To examine the association between diabetes stigma and HbA1c, treatment plan and acute and chronic complications in adolescents and young adults (AYAs) with type 1 or type 2 diabetes.
The SEARCH for Diabetes in Youth study is a multicenter cohort study that collected questionnaire, laboratory, and physical examination data about AYAs with diabetes diagnosed in childhood. A five-question survey assessed frequency of perceived diabetes-related stigma, generating a total diabetes stigma score. We used multivariable linear modeling, stratified by diabetes type, to examine the association of diabetes stigma with clinical factors, adjusting for sociodemographic characteristics, clinic site, diabetes duration, health insurance, treatment plan, and HbA1c.

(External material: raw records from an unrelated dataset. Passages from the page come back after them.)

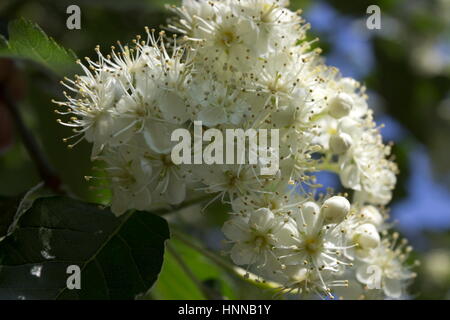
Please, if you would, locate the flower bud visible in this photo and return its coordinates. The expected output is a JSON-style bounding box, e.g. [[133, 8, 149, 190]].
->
[[353, 223, 380, 250], [361, 206, 384, 226], [328, 93, 353, 119], [329, 133, 353, 155], [321, 196, 350, 223], [302, 201, 320, 216]]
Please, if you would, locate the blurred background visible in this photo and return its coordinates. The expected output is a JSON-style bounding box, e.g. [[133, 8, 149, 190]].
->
[[0, 0, 450, 299]]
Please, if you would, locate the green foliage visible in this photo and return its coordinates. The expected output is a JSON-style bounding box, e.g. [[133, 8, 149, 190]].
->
[[151, 240, 236, 300], [0, 197, 169, 299], [0, 18, 76, 76]]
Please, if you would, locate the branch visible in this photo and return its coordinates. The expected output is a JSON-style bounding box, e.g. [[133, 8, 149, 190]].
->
[[0, 83, 62, 193]]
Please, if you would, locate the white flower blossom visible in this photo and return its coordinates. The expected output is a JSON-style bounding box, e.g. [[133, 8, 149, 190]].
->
[[55, 0, 414, 298]]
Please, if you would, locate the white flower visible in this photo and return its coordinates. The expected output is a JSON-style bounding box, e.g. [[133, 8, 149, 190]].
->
[[321, 196, 350, 223], [222, 208, 293, 270], [356, 233, 416, 299], [56, 0, 413, 298]]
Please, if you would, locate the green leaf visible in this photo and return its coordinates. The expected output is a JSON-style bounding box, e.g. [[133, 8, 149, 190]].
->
[[151, 239, 236, 300], [0, 197, 169, 299], [0, 18, 77, 76]]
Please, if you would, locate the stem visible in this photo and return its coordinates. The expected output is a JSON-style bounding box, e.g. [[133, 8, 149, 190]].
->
[[0, 84, 62, 193]]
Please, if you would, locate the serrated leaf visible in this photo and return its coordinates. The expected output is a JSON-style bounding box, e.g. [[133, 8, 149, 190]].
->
[[0, 197, 169, 299], [0, 18, 77, 76]]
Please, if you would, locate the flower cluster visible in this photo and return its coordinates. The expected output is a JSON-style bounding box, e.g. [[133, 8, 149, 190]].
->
[[56, 0, 414, 298]]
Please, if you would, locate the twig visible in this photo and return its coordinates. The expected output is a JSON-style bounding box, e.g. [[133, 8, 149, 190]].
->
[[0, 84, 62, 193]]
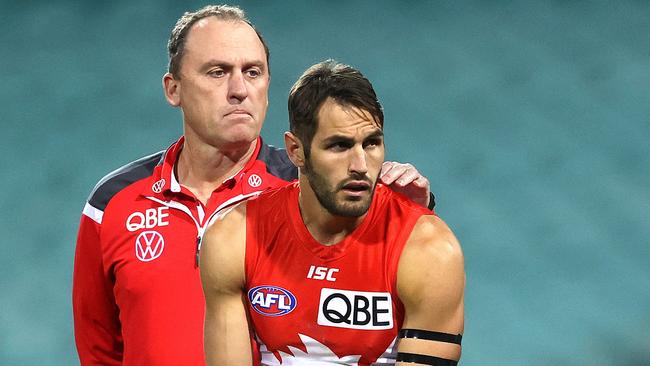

Of 1,608 respondents, 78% had type 1 diabetes, 56% were female, and 48% were non-Hispanic White. The mean (SD) age at study visit was 21.7 (5.1) years (range, 10–24.9). The mean (SD) HbA1c was 9.2% (2.3%; 77 mmol/mol [2.0 mmol/mol]). Higher diabetes stigma scores were associated with female sex and higher HbA1c (P < 0.01) for all participants. No significant association between diabetes stigma score and technology use was observed. In participants with type 2 diabetes, higher diabetes stigma scores were associated with insulin use (P = 0.04). Independent of HbA1c, higher diabetes stigma scores were associated with some acute complications for AYAs with type 1 diabetes and some chronic complications for AYAs with type 1 or type 2 diabetes.
Diabetes stigma in AYAs is associated with worse diabetes outcomes and is important to address when providing comprehensive diabetes care.